Australian sports car

The Australian Clubman, later known as Sports 1300 class catered for small capacity front engine rear wheel drive sportscars initially similar to the road going sports cars such as the Lotus 7 and to other Clubman series internationally. These cars were simple two seat cars based on widely available road car components in a purpose-built space frame chassis and simple bodywork using cycle guards over the front wheels. The basic features of these cars were

- Front engine Hotchkiss drive
- Live axle rear with open differential
- Basic bodywork with front cycle guards
- Engine and transmission modifications limited

These cars could keep up with Australian Formula 3 cars in the 1970s, when both classes ran similar engines, while being much cheaper.

== History ==
Clubman racing in Australia dates back to the 1950s but didn't emerge as a distinct category with its own set of rules separate to other sportscars until the 60's. at this point an engine capacity limit of 1100cc was introduced. However, alongside this class were 1500cc cars of a similar design and construction that would run alongside the 1100cc cars as invited sportscars. These cars were not technically clubman class cars although very similar and because of that they had to run to Group A Sports Cars regulations. This meant they had to run doors for example, as opposed to the clubman cars which just had a cut-out to allow access.

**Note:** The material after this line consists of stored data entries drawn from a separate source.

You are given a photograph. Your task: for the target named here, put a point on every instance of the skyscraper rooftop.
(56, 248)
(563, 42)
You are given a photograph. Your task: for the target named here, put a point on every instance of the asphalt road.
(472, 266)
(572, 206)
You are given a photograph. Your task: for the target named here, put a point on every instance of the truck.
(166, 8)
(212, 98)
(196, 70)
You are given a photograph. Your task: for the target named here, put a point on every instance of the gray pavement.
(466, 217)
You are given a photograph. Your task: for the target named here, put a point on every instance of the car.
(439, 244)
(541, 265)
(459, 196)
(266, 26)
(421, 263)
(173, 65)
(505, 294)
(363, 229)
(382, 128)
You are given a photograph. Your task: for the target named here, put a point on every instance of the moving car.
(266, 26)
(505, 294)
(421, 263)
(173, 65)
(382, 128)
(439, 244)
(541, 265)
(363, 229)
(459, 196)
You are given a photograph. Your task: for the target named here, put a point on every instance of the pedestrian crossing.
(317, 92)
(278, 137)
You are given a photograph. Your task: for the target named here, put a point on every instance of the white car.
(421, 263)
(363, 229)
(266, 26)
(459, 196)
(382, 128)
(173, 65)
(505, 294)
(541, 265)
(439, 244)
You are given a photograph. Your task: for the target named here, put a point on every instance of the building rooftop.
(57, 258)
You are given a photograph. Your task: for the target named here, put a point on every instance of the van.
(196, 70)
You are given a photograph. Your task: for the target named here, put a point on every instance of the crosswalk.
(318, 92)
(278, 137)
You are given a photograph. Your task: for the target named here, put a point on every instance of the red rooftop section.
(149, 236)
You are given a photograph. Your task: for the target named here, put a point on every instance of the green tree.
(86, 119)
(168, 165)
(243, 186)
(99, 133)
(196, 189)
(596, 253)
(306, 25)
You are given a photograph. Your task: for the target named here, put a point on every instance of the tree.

The Confederation of Australian Motorsport, who ran Motorsport in Australia, decided to change the capacity of the open wheel classes to 1300cc and 1600cc for Australian Formula 3 and Australian Formula 2 respectively and with that the clubman class was changed to 1300cc to mirror the F3 car engine regulations. These regulations specified an engine of no more than 1.3 litres, single camshaft engine of production car origin. These new 1300cc engines were mainly sourced from Japanese manufacturers such as Datsun and Toyota. These engines outshone the older style 1500cc cars and these became less popular.

The class went through distinct but overlapping periods where new ideas on design or rule changes lead to new directions in car design. Initially clubman style cars looked very similar to their road going counterparts such as the Lotus 7. This was followed by lower cars that were potentially more aerodynamic but probably just reflected a lower centre of gravity. These cars though were still very similar to their road going cousins with no attempt at gaining aerodynamic downforce being attempted or allowed by the rules. This period was replaced by cars that began to use upswept tails and full width sportscar noses to create more aerodynamic cars capable of producing some level of downforce. The final stage of this evolution before the class morphed into the Supersports category was the addition of wings first allowed in the early 2000s. At about this time there was a change to engines too with the twin cam Suzuki G13B engine being allowed into the category.